Topeka Money will remain tight for programs helping the needy because costs associated with medical services continue to rise quickly, the state's top social services official said Tuesday.
Secretary Janet Schalansky said the Department of Social and Rehabilitation Services expected medical services costs to increase 14 percent during the fiscal year beginning July 1, putting pressure on SRS to rein in costs elsewhere.

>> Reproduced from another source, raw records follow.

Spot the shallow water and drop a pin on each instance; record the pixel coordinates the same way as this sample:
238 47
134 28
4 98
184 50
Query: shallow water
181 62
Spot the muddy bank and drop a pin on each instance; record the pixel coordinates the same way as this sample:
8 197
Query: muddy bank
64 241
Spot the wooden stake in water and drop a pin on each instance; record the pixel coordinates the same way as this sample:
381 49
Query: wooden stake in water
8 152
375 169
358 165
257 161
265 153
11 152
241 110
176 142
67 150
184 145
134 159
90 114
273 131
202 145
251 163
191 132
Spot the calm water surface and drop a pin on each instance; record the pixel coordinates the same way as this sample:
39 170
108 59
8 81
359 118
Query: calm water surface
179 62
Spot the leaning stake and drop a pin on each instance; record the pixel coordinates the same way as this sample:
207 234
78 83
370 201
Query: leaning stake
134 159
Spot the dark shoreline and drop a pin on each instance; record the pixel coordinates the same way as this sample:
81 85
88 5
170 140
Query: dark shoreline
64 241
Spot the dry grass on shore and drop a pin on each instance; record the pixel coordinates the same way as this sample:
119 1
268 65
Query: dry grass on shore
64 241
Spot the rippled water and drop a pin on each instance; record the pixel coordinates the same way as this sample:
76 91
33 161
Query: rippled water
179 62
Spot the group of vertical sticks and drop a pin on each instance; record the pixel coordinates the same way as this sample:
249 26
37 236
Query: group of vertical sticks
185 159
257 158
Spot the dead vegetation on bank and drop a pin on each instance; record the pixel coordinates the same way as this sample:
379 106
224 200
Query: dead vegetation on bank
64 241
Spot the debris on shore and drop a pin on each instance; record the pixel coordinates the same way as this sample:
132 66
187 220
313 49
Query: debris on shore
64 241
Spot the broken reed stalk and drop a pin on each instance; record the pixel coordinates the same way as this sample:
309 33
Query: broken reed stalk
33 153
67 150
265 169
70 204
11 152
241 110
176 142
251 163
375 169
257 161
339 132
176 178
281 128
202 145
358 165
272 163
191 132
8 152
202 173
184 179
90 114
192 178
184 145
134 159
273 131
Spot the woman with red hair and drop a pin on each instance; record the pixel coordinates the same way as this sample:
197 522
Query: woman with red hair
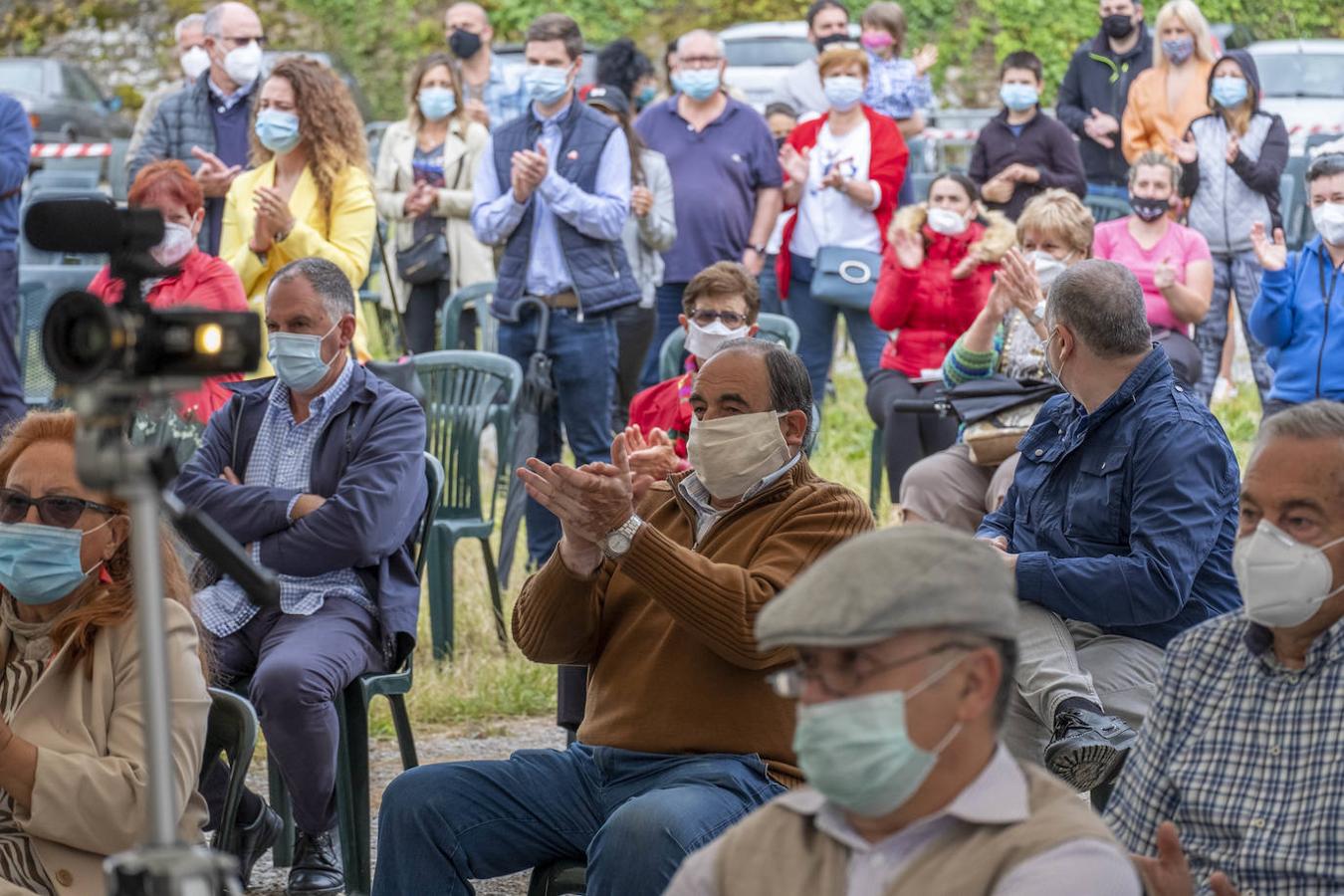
202 280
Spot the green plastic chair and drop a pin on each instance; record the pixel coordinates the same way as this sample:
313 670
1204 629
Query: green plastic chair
352 804
464 392
476 297
1106 208
231 730
777 328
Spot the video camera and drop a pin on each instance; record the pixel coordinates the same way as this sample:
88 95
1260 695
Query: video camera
85 340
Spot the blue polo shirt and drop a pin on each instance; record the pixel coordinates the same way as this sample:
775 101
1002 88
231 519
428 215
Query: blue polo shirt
726 162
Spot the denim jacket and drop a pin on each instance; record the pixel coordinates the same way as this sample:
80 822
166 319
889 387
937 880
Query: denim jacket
1125 518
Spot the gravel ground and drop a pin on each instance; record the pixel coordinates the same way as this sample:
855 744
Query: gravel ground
490 741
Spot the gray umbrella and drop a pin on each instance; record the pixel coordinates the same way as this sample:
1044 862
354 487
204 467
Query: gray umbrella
537 396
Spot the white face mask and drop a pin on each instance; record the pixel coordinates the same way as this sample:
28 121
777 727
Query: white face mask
175 245
705 341
1047 268
947 222
1329 222
1282 580
730 454
194 62
244 64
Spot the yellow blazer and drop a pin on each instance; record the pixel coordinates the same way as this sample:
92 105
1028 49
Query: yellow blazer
89 794
345 239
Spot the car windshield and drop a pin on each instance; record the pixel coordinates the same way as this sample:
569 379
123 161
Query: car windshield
1302 74
769 51
20 76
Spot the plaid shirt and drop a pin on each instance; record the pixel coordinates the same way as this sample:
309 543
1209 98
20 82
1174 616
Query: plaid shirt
894 89
283 457
1247 758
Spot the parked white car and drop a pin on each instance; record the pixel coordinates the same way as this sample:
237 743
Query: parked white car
1302 81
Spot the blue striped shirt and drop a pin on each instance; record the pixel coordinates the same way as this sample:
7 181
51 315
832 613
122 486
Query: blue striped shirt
1246 755
283 457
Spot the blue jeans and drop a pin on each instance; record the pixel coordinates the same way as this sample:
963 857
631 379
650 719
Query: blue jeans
583 356
1110 191
667 303
634 815
817 324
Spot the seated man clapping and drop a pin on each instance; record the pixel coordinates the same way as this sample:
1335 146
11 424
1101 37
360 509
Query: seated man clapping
682 737
320 472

Schalansky also said she believed the department did not have many places to look to make its administration leaner, thanks to its efforts to reorganize and make the delivery of services more efficient.
"We've got a challenge," Schalansky told reporters at a news conference. "The state is going to have to decide who it wants to serve and at what level."
The Legislature approved a $2.46 billion budget for SRS for the fiscal year beginning July 1, an increase of more than 13 percent. However, much of the increase will be used to keep up with medical services costs -- and provide the first increase in reimbursements in two decades to doctors and hospitals caring for the needy.
SRS officials are not only worried about the current fiscal year, but are looking toward fiscal year 2006 as well. The agency must submit its budget proposals to Gov. Kathleen Sebelius' staff by Oct. 1.
Schalansky said more people are accessing SRS medical services, while prescription drug costs continue to rise. Also, SRS provides services to the elderly and disabled, and their care is becoming more expensive, Schalansky said.